Solved: Re: Finding subset of sample that is representative of the whole

tbob · Dec 21, 2023 11:33 AM

Hi All,

I have a set of 49 data points that have repeatable x,y coordinates. I would like to know which subset of 9 sites best represent the 49 sites. I tried hierarchical clustering, but that didn't seem to work or I am not using it correctly.

Thanks!

SDF1 · Dec 21, 2023 11:52 AM

Hi @tbob ,

You should be able to do this using the Subset platform, Tables > Subset. After you select the Random type you want, e.g. random fraction of the data table, or random selection of a fixed number of rows, you can select the Stratify box and then select the Columns of interest that you want to stratify on -- perhaps a response variable, or just your input variables. When you stratify, JMP tries to make a subset that has the same distribution, mean, standard deviation, etc., so that you're viewing a representative subset of all your data.

Hope this helps!,

DS

View solution in original post

SDF1 · Dec 21, 2023 11:52 AM

Hi @tbob ,

You should be able to do this using the Subset platform, Tables > Subset. After you select the Random type you want, e.g. random fraction of the data table, or random selection of a fixed number of rows, you can select the Stratify box and then select the Columns of interest that you want to stratify on -- perhaps a response variable, or just your input variables.
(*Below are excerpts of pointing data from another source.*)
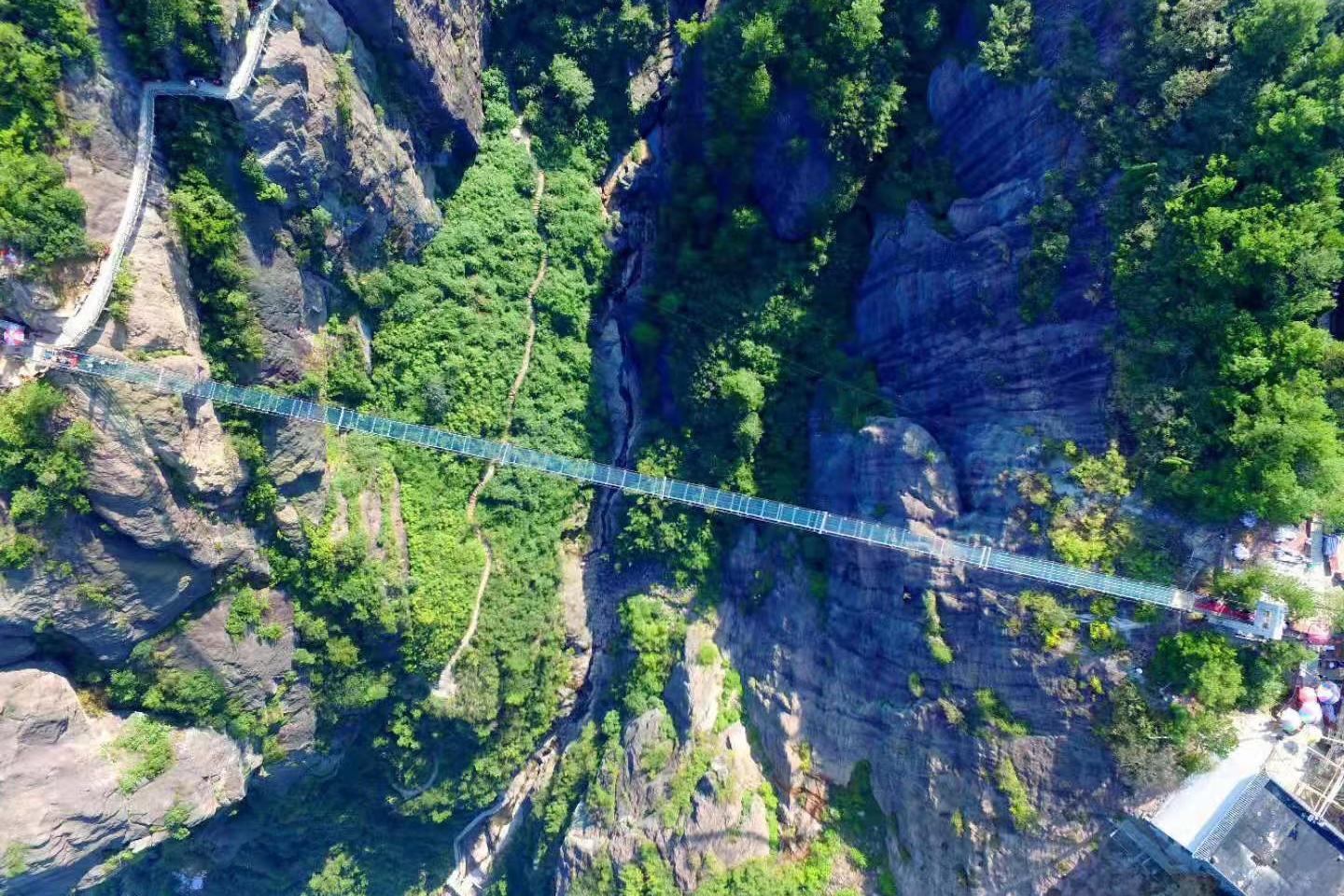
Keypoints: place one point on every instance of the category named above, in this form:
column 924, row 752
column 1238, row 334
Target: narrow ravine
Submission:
column 483, row 841
column 446, row 687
When you stratify, JMP tries to make a subset that has the same distribution, mean, standard deviation, etc., so that you're viewing a representative subset of all your data.

Hope this helps!,

DS

tbob · Dec 21, 2023 01:30 PM

I seem to be missing something. I tried to do this but when I choose a sample size of 9, the output is the original table.

SDF1 · Dec 21, 2023 02:00 PM

Hi @tbob ,

You're right, and I can confirm that this takes place. My apologies, I thought stratifying on the subset would be like stratifying when creating a validation column. In the case of creating a validation column, it's like as I described before, JMP tries to match the different data sets in order for them to have the same distribution, mean, standard deviation, etc.

Instead, looking up stratifying with Subsets, you can find the help page here, Where it describes that when making a subset the number of sample sizes is the number of samples per stratum. So, if you stratify on a column that has 4 levels, and you choose a sample size of 4, you get 4x4 = 16 rows in the subset because there are 4 levels (strata) and you selected 4 samples per strata.

You might try not using the stratify and then look at some statistics of your subset and main data table to make sure that the distributions are similar, or whatever you need to compare the subsets to make sure it represents the whole.

Alternatively, you could create a fake strata column where every entry is the same, say, setting all values to 1. Then you stratify on that column and select 9 as your sample size, and that should do it.

I get why it's done differently here, but I still find it a bit strange and non-intuitive, which is not normal on most JMP platforms.

Hope this helps!,

DS

Mark_Bailey · Dec 21, 2023 12:57 PM

How will you use the 9 selected sites? Why won't you use all 49 sites?

tbob · Dec 21, 2023 01:02 PM

The 49 site measurement is a test qualifying production while the 9 site is actual product. The product is limited to 9 sites.